I picked her up in the car, and as I drove I chattered away about nothing but I had a knot in my stomach. She knew something wasn’t right.

“What’s up Tara?”

I stared straight ahead.

“I’ve told [my ex-husband] I want to separate. He doesn’t.”

“Oh.”

I’m not sure that’s what she was expecting. It was a bit out the blue. As a couple we weren’t really having problems as such, and I’d never confided in my mum about anything.

I was pleased we were in the car. I always find it easier to have difficult, honest or in depth conversations when I don’t have to look at people and they don’t look at me. It’s why I love a good walk when having a deep or serious chat. I guess it’s to do with vulnerability perhaps, I just find it more comfortable when I’m not being stared or looked at. Maybe it’s something I should work on, or maybe it’s just something I’ve accepted about myself. Either way, I was glad I could focus on the road.

We spent the next couple of hours wandering around Clumber Park Lake and talking. We’d never talked that much about personal stuff, we didn’t really have that kind of relationship. Perhaps neither of us felt there was anything to talk about. Until now.

I couldn’t have asked for more; she just listened or asked questions with absolutely no judgement or opinion. Massive waves of relief washed over me. Part of ending a long term, heavily-intertwined relationship is the heartbreaking and difficult task of telling people. People who are also invested and embroiled in your relationship, and who probably have been for several years. Like it or not, there’s fall out that can ripple far and wide.
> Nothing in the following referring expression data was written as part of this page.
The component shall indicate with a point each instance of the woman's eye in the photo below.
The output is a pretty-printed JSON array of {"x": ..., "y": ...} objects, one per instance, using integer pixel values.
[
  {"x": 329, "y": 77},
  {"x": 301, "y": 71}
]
She continued to just be there, when needed, as I navigated a separation while still living with my ex-husband. She didn’t push anything or step too far back. Like the Goldilocks of parental support.

In fact, my Mum is always there, in the background, in case I need her. Most of the time I don’t, and I think she’s also happy with that, but it’s comforting to know.

One of the reasons I can live the kind of life I do is knowing that there is someone there for me to fall back to. Call it privilege, because it absolutely is, and I recognise that. It’s one of the reasons I find it easy to say fuck it, do it – because I know I always have somewhere to go. I know I have my family, who’ve raised and supported me to go off into the world and explore, but who’ll welcome me back with open arms and help me out at any time, in any circumstances.

I think one of the reasons my Mum never asked me if I was sure I wanted to get divorced is because she already knew that I knew I was sure, and that I had to go do my own thing, whatever that was.

I’m not sure she quite understands or gets why I want to do some of the things I do, but it doesn’t seem to matter. She just watches from afar, a silent supporter.